In this laboratory investigation, researchers used a specialized cell line that is known to secrete amyloid beta peptides. They first pre-treated the cells with resveratrol, and then examined the cells’ ability to secrete amyloid beta peptides. Incubating the cells with resveratrol for as little as 24 hours markedly decreased the cells’ secretion of amyloid beta. In fact, incubation with resveratrol decreased amyloid beta secretion by more than 60%, and this effect was dose dependent. A longer incubation period of up to 72 hours resulted in an even greater reduction in amyloid beta secretion.
These findings were confirmed using another cell line that secretes amyloid beta peptides. By contrast, incubating cells with quercetin or catechin, two other wine-derived polyphenols with chemical structures similar to that of resveratrol, did not decrease amyloid beta secretion. This suggests that resveratrol has highly specific effects against amyloid beta secretion.

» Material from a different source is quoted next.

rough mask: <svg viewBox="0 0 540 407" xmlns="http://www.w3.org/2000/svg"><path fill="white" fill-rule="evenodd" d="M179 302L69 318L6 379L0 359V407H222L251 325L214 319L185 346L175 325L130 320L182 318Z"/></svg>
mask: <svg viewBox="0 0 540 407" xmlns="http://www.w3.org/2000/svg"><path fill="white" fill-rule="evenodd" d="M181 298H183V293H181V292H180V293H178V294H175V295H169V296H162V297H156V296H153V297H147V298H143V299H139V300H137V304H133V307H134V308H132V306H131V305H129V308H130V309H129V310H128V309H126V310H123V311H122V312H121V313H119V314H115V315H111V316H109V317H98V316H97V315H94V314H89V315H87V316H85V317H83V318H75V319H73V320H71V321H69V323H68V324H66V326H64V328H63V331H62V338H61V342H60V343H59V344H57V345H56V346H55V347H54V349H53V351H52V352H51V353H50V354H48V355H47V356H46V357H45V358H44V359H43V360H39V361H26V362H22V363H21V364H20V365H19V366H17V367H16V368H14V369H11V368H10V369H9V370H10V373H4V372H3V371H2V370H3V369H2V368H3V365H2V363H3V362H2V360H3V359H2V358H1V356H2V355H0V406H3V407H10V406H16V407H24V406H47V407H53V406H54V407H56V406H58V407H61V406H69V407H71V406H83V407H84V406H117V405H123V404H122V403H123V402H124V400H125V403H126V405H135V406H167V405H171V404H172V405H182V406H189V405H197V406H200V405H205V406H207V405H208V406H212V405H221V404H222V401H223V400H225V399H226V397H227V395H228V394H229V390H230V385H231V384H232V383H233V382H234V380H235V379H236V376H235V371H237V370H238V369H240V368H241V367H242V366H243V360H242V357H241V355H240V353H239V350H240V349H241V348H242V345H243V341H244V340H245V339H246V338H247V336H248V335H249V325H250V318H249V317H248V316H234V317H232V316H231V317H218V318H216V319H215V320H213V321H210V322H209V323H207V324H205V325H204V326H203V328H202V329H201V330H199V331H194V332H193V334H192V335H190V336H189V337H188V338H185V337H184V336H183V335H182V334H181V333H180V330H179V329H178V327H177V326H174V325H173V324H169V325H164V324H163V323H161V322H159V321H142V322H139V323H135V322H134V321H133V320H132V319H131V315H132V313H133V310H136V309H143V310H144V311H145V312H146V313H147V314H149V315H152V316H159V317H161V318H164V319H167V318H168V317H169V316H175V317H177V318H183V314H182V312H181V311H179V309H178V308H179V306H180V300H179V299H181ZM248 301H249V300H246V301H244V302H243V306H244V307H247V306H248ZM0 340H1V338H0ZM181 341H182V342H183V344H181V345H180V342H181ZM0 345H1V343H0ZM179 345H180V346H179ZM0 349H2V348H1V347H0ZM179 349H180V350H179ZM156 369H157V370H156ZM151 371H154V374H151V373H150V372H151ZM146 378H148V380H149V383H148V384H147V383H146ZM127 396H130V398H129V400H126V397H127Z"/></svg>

Corollary studies have suggested that resveratrol exerts its activity against amyloid beta peptides by promoting their degradation within cells rather that by decreasing their actual synthesis. Many scientists believe that amyloid beta peptides contribute to the pathogenesis of Alzheimer’s disease.
By inhibiting the accumulation of amyloid beta peptides, resveratrol may have therapeutic potential against Alzheimer’s disease.
—Linda M. Smith, RN
* Marambaud P, Zhao H, Davies P. Resveratrol promotes clearance of Alzheimer’s disease amyloid-beta peptides. J Biol Chem. 2005 Nov 11;280(45):37377-82.